I recently received an e-mail from Mr. Steve Pill, editor of Artists and Illustrators magazine published in London. He asked me to write a couple of articles for the magazine. I just sent in the first and am looking forward to several more.
Jim Carrey is right. If I had made decisions out of fear…”How am I going to make a living?” “I had better get a second degree in something I can use a a back-up in case I can’t make it in art.” What if I can’t sell anything and can’t get a job in some related art industry?” ” I don’t have a safety net!” “Was everyone right? Is art impractical?” The world is going to eat me alive and I have a family depending on me!” “I am not as talented as all those making a living in art.”
If I had followed the litany of fear I would never have done the things I did. That thought scares me now in retrospect. I am glad I didn’t have enough sense to be scared
So we choose to do art. Now isn’t it strange that we look at a subject and fear to change it? We fear a departure from what is actually there in case the painting might fail. What will others think of the painting. Will they discover that I am not as good as they think? And so our fear pushes us into mediocrity. We fail to achieve the potential painting we feel existed in the subject, and produce instead a safe rendering. I challenge you to step out of that comfort zone and face the fear of…whatever.
Let me illustrate.
Nan and I were taking an evening stroll down the banks of the Dart river near Totnes, England with nan’s sister Pam he husband Billy. On the other side of the river I spotted this collection of yachts and boats on a pier. The evening light was scattering pieces of white across the hulls, and the pattern of shapes seemed to dance across the pier, while a chorus of lines sang the music for the dancers across the dark background. I photographed it with the idea of exploring it later.
Much later in my studio I looked at the image and recalled what initially interested me in the subject; namely the repeat pattern of shapes, no two exactly the same. Drawing is the means for exploring a subject. So on a sheet of drawing paper I extracted the various shapes and motifs to see them out of context.
There were curves that repeated, rectangular shapes with letter forms inside, linear patterns in the rigging and railings, dark shapes under the boats, etc. This study acquainted me with the motifs and separated me from the act of copying. Now that I knew what I was dealing with, what building blocks I had, I could arrange these in whatever order I wanted. So my next step was to explore possible arrangements; juxtaposing, overlapping, increasing sizes, repeating without reason or logic. This is fun because it is so liberating. It frees one from the tyranny of the photo.

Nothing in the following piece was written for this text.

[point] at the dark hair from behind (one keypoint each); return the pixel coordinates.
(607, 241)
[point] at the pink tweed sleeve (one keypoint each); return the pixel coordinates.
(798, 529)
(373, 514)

These drawings did not take long. This one was done as a demonstration of the search process during last year’s Summer Snow workshop. It has some very good possibilities. Then I did another one exploring a different pattern of values – the arrangement of the dark shapes weaving through the light shapes.
The other day I looked at this drawing anew. I had not taken it to the next step – a painting. So I studied it awhile, drew it out on a half sheet of watercolor paper and began. I had to approach the painting just as I had the drawing, with a willingness to follow wherever it would lead me. The drawing, like the original photo was only a guide. The final product is the painting below. Was it a little scary? YES! But the fear of the unknown, a willingness to go into uncharted territory is a part of the creative life. We just have to embrace the fear and plunge ahead. Which I did. Timidity only guarantees a mediocre failure.
I was happily surprised with the outcome. And I hope that the rest of your Summer is full of wonderful surprises. Embrace the fear that precedes every good painting and every new venture.